The circumcircle to EFA intersects DA in another point P.
Construct the tangent MT to circle (EFA) and copy MU = MV = MT on line (d).
The perpendiculars from U and V to (d) intersect the perpendicular bisector of AP in O and O', centers of the searched circles.
The same construction is repeated, exchanging D and E.

There are only two solutions if the given line intersects the given circle.
Otherwise 0 or 4 solutions depending on location of A and circle with respect to the line.
(No solution if the line doesn't intersect the circle, and A and circle are on opposite sides of the line)
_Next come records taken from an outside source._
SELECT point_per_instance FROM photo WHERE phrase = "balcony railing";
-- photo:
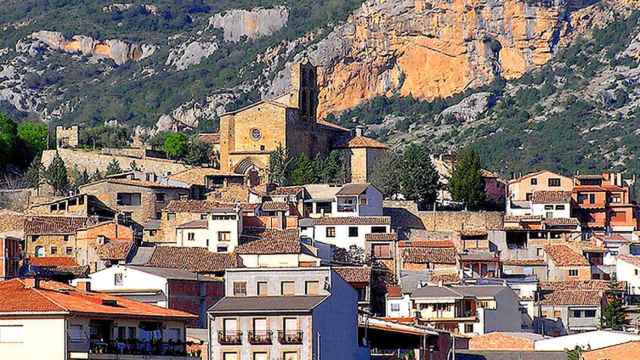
(261, 337)
(290, 337)
(137, 347)
(229, 337)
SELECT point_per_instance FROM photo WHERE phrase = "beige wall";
(519, 188)
(44, 338)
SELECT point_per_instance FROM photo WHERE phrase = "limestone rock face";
(117, 50)
(432, 48)
(250, 23)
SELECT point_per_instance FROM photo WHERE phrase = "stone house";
(52, 235)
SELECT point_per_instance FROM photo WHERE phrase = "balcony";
(262, 337)
(229, 337)
(290, 337)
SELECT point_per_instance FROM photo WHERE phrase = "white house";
(344, 231)
(628, 269)
(218, 233)
(348, 200)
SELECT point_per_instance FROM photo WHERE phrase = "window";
(311, 287)
(261, 287)
(381, 251)
(555, 182)
(76, 333)
(129, 199)
(11, 333)
(353, 231)
(468, 328)
(287, 288)
(573, 272)
(239, 288)
(224, 236)
(331, 231)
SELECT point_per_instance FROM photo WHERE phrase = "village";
(164, 260)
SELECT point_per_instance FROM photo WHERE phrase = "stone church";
(248, 136)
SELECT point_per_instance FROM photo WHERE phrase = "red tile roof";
(193, 259)
(354, 274)
(551, 197)
(21, 296)
(564, 255)
(53, 261)
(53, 225)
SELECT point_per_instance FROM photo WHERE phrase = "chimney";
(84, 285)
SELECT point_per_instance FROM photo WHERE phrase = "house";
(288, 313)
(63, 322)
(628, 270)
(168, 288)
(218, 232)
(603, 203)
(138, 199)
(10, 256)
(52, 235)
(566, 263)
(470, 310)
(344, 231)
(349, 200)
(522, 188)
(569, 307)
(80, 205)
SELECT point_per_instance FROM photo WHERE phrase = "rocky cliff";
(434, 48)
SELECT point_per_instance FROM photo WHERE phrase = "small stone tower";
(67, 137)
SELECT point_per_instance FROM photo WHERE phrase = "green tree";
(175, 145)
(279, 166)
(113, 167)
(8, 136)
(613, 313)
(34, 135)
(198, 152)
(386, 174)
(418, 177)
(466, 184)
(304, 172)
(56, 175)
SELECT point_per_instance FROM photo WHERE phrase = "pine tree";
(56, 175)
(304, 171)
(418, 177)
(113, 167)
(466, 184)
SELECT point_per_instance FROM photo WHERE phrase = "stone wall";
(91, 161)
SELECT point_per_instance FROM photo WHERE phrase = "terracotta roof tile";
(352, 220)
(551, 197)
(20, 295)
(354, 274)
(49, 225)
(420, 255)
(192, 259)
(564, 255)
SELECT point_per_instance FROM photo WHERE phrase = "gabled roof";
(266, 304)
(564, 255)
(53, 225)
(193, 259)
(21, 296)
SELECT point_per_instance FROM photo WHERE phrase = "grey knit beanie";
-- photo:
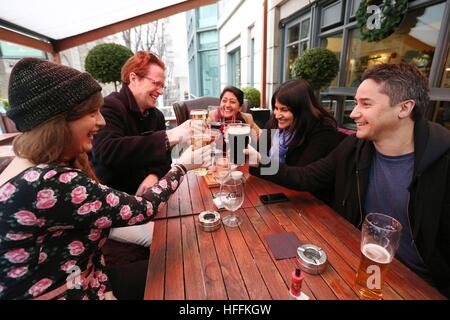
(40, 89)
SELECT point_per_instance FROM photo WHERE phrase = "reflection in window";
(334, 44)
(209, 68)
(414, 42)
(297, 41)
(234, 69)
(208, 40)
(10, 50)
(207, 16)
(446, 77)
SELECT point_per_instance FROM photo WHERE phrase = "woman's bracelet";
(181, 167)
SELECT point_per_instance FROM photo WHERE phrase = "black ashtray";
(209, 220)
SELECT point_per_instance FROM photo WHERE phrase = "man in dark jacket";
(398, 163)
(133, 150)
(135, 146)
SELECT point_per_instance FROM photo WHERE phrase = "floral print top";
(53, 222)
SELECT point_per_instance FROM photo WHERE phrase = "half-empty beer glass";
(380, 238)
(238, 137)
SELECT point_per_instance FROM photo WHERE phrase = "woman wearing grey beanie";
(55, 215)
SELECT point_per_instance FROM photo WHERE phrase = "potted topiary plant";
(318, 66)
(7, 125)
(253, 97)
(104, 62)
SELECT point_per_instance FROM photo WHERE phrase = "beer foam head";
(238, 130)
(376, 253)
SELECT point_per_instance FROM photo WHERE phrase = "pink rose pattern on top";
(62, 227)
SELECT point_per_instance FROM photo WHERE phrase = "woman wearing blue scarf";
(302, 130)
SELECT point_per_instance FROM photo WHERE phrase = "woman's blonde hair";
(48, 142)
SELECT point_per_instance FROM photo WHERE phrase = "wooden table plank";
(321, 289)
(285, 266)
(337, 238)
(278, 289)
(341, 289)
(206, 194)
(195, 195)
(154, 289)
(212, 274)
(254, 282)
(232, 278)
(174, 282)
(193, 277)
(184, 197)
(173, 206)
(188, 263)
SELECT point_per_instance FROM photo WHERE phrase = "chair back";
(183, 108)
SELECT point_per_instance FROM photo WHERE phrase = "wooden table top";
(188, 263)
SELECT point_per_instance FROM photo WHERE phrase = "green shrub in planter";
(253, 96)
(104, 62)
(4, 103)
(318, 66)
If a tangent from A to the given circle is parallel to the given line, one solution degenerates into that tangent.
The construction of this "circle" becomes then inaccurate.

AC perpendicular to d

When AC is perpendicular to the given line, the previous construction fails, as the circumcircle to ADF or AEF is line ACDEF itself.
From the beginning, point P is just defined as DP.DA = DE.DF, which is easily constructed with Thalès.
The circle going through A and P and tangent to (d) is then easily constructed.

Sorry, your browser is not Java compliant.

Through D, draw any line on which we copy segments DA' and DF' in same ratio as DA and DF.
The parallel to EA' from F' intersects line DE in P.
DP/DE = DF'/DA' = DF/DA.
The perpendicular bisector of AP, at distance m of line (d), intersects the circle centered in A with radius m in O and O', centers of searched circles.
The construction is repeated, exchanging D and E.